2. Methodological heterogeneity

We will consider all included studies initially, without seeing comparison data, to judge methodological heterogeneity. We will simply inspect all studies for clearly outlying methods which we had not predicted would arise. When such methodological outliers arise, we will discuss these fully.

3. Statistical heterogeneity

1. Subgroup analyses ‐ only primary outcomes

We do not anticipate that we will have the data for subgroup analyses.

2. Investigation of heterogeneity

There is only one included study. In future updates ‐ if we include more studies ‐ if inconsistency is high, we will report this. First, we will investigate whether data have been entered correctly. Second, if data are correct, we will visually inspect the graph and successively remove outlying studies to see if homogeneity is restored. For this review, we decided that should this occur with data contributing to the summary finding of no more than around 10% of the total weighting, we will present data. If not, then we will not pool data and we will discuss these issues. We know of no supporting research for this 10% cut‐off but we use prediction intervals as an alternative to this unsatisfactory state.

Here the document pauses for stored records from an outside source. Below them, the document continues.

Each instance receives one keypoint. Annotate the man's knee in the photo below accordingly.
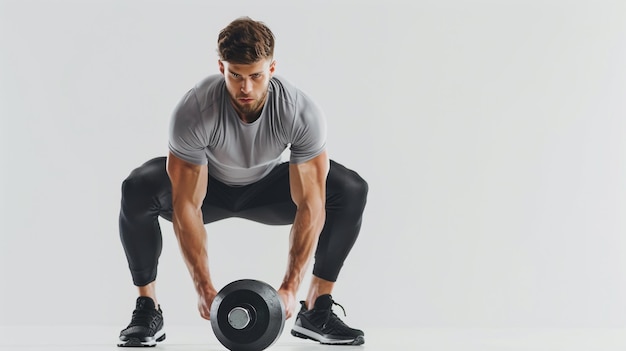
(144, 182)
(348, 187)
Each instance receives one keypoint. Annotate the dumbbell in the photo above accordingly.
(247, 315)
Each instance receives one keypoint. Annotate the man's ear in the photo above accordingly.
(272, 67)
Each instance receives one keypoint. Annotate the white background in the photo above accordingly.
(491, 134)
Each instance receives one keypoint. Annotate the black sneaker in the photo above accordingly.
(146, 326)
(322, 324)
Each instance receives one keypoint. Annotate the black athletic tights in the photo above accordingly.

When unanticipated clinical or methodological heterogeneity is obvious, we will simply state hypotheses regarding these for future reviews or versions of this review. We do not anticipate undertaking analyses relating to these.

1. Implication of randomisation

We planned to include trials in a sensitivity analysis if they were described in some way so as to imply randomisation. For the primary outcomes, we would have included these studies and if there was no substantive difference when the implied randomised studies were added to those with better description of randomisation, then we would have entered all data from these studies.

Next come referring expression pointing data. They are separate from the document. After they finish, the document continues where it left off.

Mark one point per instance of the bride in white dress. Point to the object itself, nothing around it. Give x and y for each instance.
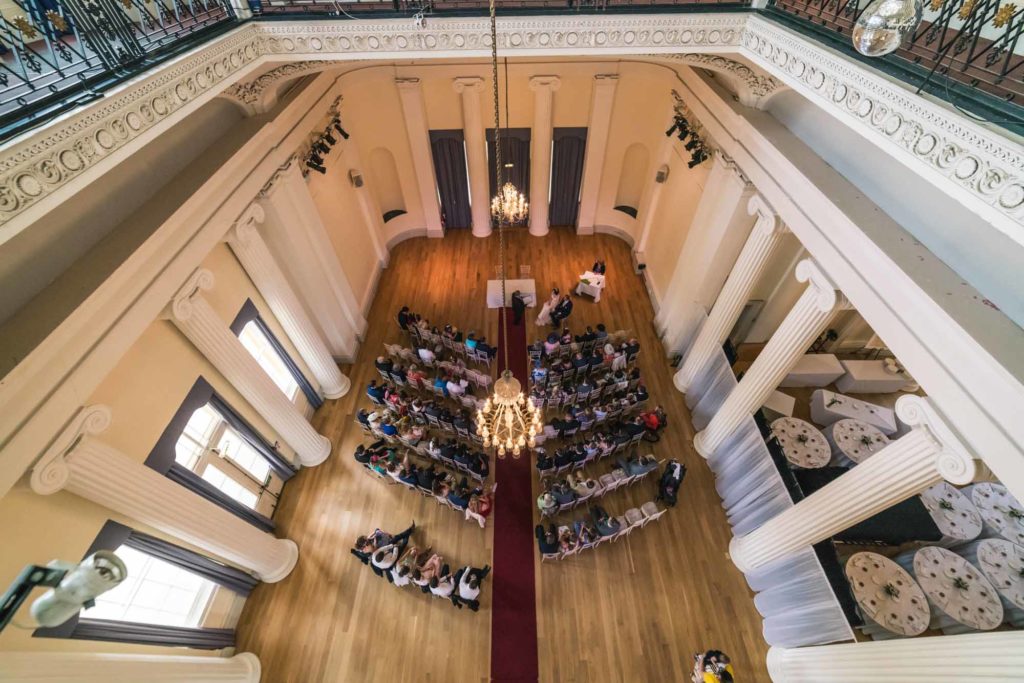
(544, 318)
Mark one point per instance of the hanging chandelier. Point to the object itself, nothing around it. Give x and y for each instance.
(509, 421)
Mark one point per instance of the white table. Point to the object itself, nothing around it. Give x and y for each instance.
(526, 287)
(889, 597)
(1003, 564)
(869, 377)
(854, 441)
(814, 370)
(1000, 512)
(803, 444)
(828, 407)
(962, 598)
(593, 287)
(953, 513)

2. Assumptions for lost binary data

In future updates, where assumptions have to be made regarding people lost to follow‐up (see Dealing with missing data), we will compare the findings of the primary outcomes when we use our assumption compared with completer data only. If there is a substantial difference, we will report results and discuss them but continue to employ our assumption.

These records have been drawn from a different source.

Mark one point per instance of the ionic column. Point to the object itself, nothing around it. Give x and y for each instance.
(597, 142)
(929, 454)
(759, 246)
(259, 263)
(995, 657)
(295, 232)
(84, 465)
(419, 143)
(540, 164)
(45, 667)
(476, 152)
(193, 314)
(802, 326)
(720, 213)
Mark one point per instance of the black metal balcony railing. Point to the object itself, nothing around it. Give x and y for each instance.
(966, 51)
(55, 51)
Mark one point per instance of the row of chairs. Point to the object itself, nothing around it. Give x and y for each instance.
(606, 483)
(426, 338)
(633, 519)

If assumptions have to be made regarding missing SDs data (see Dealing with missing data), we will compare the findings of primary outcomes when we use our assumption compared with complete data only. A sensitivity analysis will be undertaken to test how prone results are to change when 'completer' data only are compared with the imputed data using the above assumption. If there is a substantial difference, we will report results and discuss them but continue to employ our assumption.

3. Risk of bias

We planned to analyse the effects of excluding trials that were judged to be at high risk of bias across one or more of the domains of randomisation (implied as randomised with no further details available), allocation concealment, blinding and outcome reporting for the meta‐analysis of the primary outcome. If the exclusion of trials at high risk of bias did not substantially alter the direction of effect or the precision of the effect estimates, then we would have included data from these trials in the analysis.

4. Imputed values

In future updates, we will also undertake a sensitivity analysis to assess the effects of including data from trials where we use imputed values for ICC in calculating the design effect in cluster randomised trials. If we note substantial differences in the direction or precision of effect estimates in any of the sensitivity analyses listed above, we will not pool data from the excluded trials with the other trials contributing to the outcome, but present them separately.

5. Fixed‐effect and random‐effects

We used a random‐effects model to calculate data from the one included study.